Professor VanNatta designed a Special Topics in Criminology: Immigrants Rights Activism (CRIM 240) course with her partner organization Organized Communities Against Deportation (OCAD). Students learned about organizing and community-building strategies and intersecting challenges facing immigrant communities while creating material to support OCAD and other groups build successful immigrants’ rights campaigns. In the future, Professor VanNatta would like to work with OCAD, faculty colleagues in history and library information cciences, and students to build a Dominican University archive on the living legacy of immigrant community activism for social justice and human rights.

Leticia Villarreal Sosa, Professor of Social Work

Professor Villarreal Sosa and Suhad Tabahi, Visiting Associate Professor of Social Work designed their Community-Based Participatory Research (Social Work 641) course to engage closely with “two communities have experienced increased incidents of hate crimes and a rise in xenophobia in a post Trump election, U.S-Latinx and Muslims.” In collaboration with Arab American Family Services, the Little Village Community Mental Health Collaborative, and the Rohingya Cultural Center of Chicago, Villarreal Sosa and Tabahi offered students opportunities to immerse themselves in participatory and dialogue-driven processes and build their skills as human service providers and political advocates who understand the assets of Latinx and Muslim communities.

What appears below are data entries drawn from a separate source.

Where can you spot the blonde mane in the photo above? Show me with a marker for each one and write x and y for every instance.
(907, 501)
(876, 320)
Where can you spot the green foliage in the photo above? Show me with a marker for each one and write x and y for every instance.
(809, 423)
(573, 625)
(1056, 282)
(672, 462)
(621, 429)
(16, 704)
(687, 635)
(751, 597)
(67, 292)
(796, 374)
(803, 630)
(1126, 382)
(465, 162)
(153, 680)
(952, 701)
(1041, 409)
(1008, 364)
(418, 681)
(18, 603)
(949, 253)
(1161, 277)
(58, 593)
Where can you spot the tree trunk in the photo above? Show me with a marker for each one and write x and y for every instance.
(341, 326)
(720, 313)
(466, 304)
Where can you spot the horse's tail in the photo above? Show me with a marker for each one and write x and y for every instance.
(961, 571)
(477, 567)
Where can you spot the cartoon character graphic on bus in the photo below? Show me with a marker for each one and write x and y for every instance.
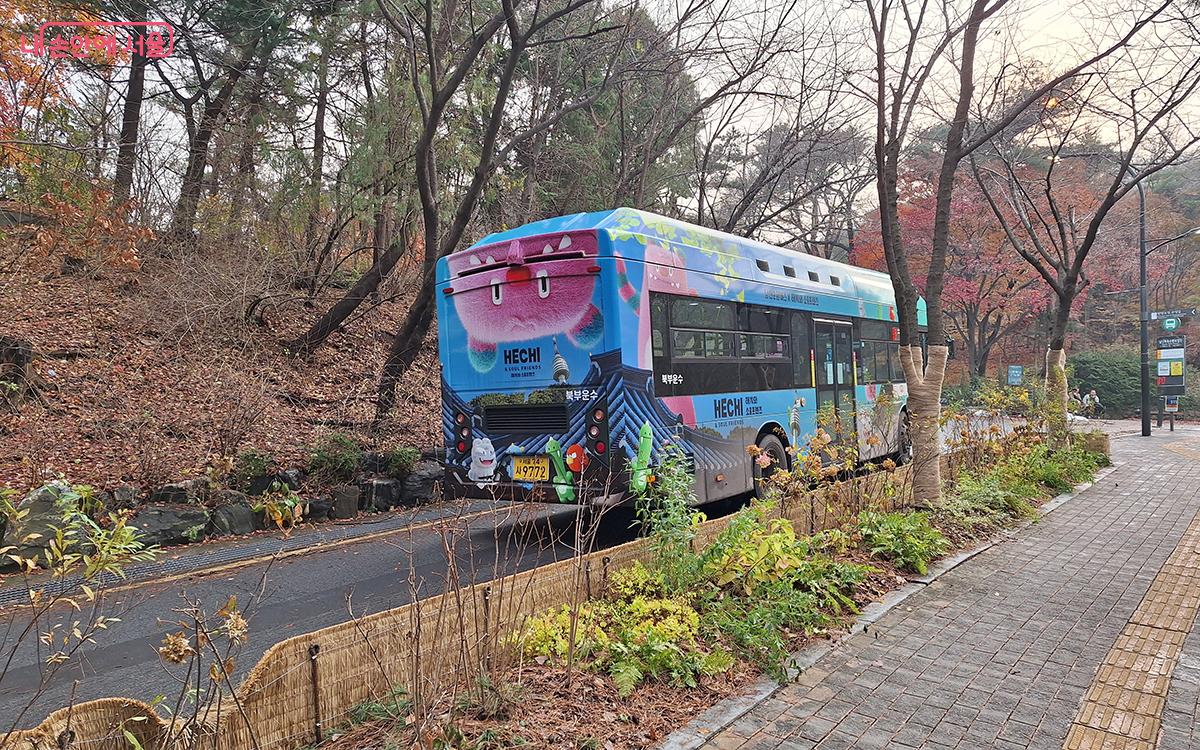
(521, 299)
(666, 271)
(483, 462)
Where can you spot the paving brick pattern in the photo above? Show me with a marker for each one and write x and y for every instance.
(1000, 652)
(1125, 705)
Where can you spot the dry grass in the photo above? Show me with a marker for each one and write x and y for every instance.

Allyson West, Lecturer in Nutrition

West and Sarah Jones, Assistant Professor of Nutrition, built community-based research, advocacy, and campus organizing around food insecurity into Jones’s Nutrition Research Methods (Nutrition 513) course. In the course and the research work that followed, Jones and West made this an opportunity for students to build skills in data collection, research, communicating findings, and advocacy. Their efforts have helped to turn an ad hoc initiative to meet campus food insecurity into a sustained food pantry and meal funding project, DU Feeds.

Suhad Tabahi, Visiting Associate Professor of Social Work

Tabahi and Professor Leticia Villarreal Sosa designed their Community-Based Participatory Research (Social Work 641) course to engage closely with “two communities have experienced increased incidents of hate crimes and a rise in xenophobia in a post Trump election, U.S-Latinx and Muslims.” In collaboration with Arab American Family Services, the Little Village Community Mental Health Collaborative, and the Rohingya Cultural Center of Chicago, Villarreal Sosa and Tabahi offered students opportunities to immerse themselves in participatory and dialogue-driven processes and build their skills as human service providers and political advocates who understand the assets of Latinx and Muslim communities.